L'allevamento del bovino a carne in Italia ha connotati particolari. Deficitari come siamo di pascoli e di vitelli, la produzione di carne bovina avviene ingrassando giovani animali che si importano dalla Francia (in grande prevalenza) e poi da Polonia e Irlanda. Rispetto al passato questi Paesi preferiscono fornirci animali di peso elevato (oltre i 300 kg).

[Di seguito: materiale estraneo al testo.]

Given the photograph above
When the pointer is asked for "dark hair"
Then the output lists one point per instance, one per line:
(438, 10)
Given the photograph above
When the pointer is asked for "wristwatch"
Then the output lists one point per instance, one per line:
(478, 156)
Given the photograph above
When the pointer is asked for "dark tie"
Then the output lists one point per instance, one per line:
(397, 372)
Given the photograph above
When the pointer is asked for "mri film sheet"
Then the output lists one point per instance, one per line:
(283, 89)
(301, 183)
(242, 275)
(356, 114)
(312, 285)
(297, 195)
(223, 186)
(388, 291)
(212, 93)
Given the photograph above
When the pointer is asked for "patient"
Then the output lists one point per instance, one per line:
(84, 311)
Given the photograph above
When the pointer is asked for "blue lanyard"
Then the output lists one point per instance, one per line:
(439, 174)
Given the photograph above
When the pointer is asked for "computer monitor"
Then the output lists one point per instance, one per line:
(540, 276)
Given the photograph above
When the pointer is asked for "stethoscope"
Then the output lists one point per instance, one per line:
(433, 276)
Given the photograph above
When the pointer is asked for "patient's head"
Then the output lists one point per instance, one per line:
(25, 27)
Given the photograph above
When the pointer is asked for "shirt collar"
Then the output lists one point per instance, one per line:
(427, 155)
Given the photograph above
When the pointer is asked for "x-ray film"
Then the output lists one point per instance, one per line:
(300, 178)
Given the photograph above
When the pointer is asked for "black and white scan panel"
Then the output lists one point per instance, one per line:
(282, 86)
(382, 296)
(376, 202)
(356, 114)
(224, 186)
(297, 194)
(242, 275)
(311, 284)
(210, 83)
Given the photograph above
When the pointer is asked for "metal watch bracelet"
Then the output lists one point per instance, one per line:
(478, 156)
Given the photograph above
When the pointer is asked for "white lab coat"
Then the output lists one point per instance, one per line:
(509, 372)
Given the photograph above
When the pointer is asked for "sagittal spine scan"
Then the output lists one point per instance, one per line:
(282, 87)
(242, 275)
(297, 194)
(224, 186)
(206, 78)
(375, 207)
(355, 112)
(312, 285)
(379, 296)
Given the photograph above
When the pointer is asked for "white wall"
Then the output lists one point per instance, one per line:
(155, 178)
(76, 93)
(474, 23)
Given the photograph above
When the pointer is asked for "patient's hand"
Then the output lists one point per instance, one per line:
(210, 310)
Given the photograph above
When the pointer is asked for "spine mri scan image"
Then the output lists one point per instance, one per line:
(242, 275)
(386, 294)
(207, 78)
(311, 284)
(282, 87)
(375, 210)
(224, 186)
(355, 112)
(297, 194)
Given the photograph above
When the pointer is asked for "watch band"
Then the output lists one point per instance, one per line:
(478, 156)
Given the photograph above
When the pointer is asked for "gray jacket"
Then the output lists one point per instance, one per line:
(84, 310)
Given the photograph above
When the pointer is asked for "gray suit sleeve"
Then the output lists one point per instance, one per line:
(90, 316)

In questo modo riescono ad usufruire dei premi comunitari che la Ue mette a disposizione e che altrimenti perderebbero vendendoci animali più giovani. Con il risultato che si sono accresciute in quantità e in valore le nostre importazioni di bovini vivi, che oggi assommano a circa un milione di capi, per un ammontare di oltre 823 milioni di euro (elaborazioni Osservatorio Latte su dati Istat).

 

I problemi da affrontare

In queste condizioni produrre carne bovina in Italia è un'attività che risente più di altre delle politiche agricole comunitarie e delle decisioni che vengono prese a Bruxelles su temi come il trasporto animale, il benessere in allevamento o la salute degli animali. Tutti argomenti, questi, che sono stati al centro dell'annuale assemblea di Uniceb (l'associazione che riunisce gli importatori e gli ingrassatori di bestiame e carni) che si è svolta recentemente a Verona. Con una qualificata presenza dell'intera filiera produttiva, l'incontro ha puntualizzato numerosi aspetti che richiedono maggiore attenzione e risposte da parte dell'amministrazione pubblica e di quella sanitaria in particolare. Gli allevatori di bovini da carne si trovano infatti a fare i conti con costi crescenti per le nuove tariffe previste dalla nuova regolamentazione per i controlli veterinari. Costi che vanno a sommarsi, specie per le imprese di macellazione, con gli obblighi ancora esistenti in tema di prevenzione della Bse. Altro tema “caldo” è legato alle proposte della Commissione Europea sul trasporto animale (si veda in proposto anche le anticipazioni fornite da Agronotizie) che vorrebbero ridurre i tempi di viaggio ed aumentare la superficie a disposizione di ogni capo. Gli aumenti dei costi colpirebbero soprattutto l'allevamento italiano per la sua dipendenza dall'estero per i capi da ingrassare. Questi vincoli accrescono le già notevoli difficoltà di approvvigionamento di animali, che potrebbero essere superate, come da tempo chiede Uniceb, dando maggiori aperture alle importazioni da Paesi Terzi e in particolare da Brasile e Argentina.

 

Le richieste di Uniceb

Il presidente di Uniceb, Renzo Fossato, nel chiudere i lavori congressuali ha voluto ricordare le difficoltà degli operatori a rapportarsi con la Gdo (grande distribuzione organizzata), che ha assunto sul mercato un potere contrattuale talmente forte da porre gli operatori delle carni bovine in posizione di sudditanza. Difficoltà che si vanno ad aggiungere a quelle già ricordate e che mettono in forse il futuro del settore della carne bovina. Partendo da queste considerazioni dall'incontro Uniceb si è levato all'indirizzo del ministro Luca Zaia un invito a riservare parte delle risorse previste dalla Pac e in particolare dal nuovo articolo 68 (che, ricordiamo, riguarda gli interventi per le problematiche settoriali), per sostenere le attività degli ingrassatori italiani. Questi ultimi, per voce del presidente Fossato, suggeriscono di ridurre a 5 mesi (in luogo degli attuali 7) il periodo minimo di detenzione degli animali necessario per poter usufruire del premio comunitario. Un'esigenza dettata dal progressivo innalzarsi del peso al quale gli animali vengono ceduti agli allevatori italiani e che riduce di fatto la permanenza nelle nostre stalle per completare il finissaggio.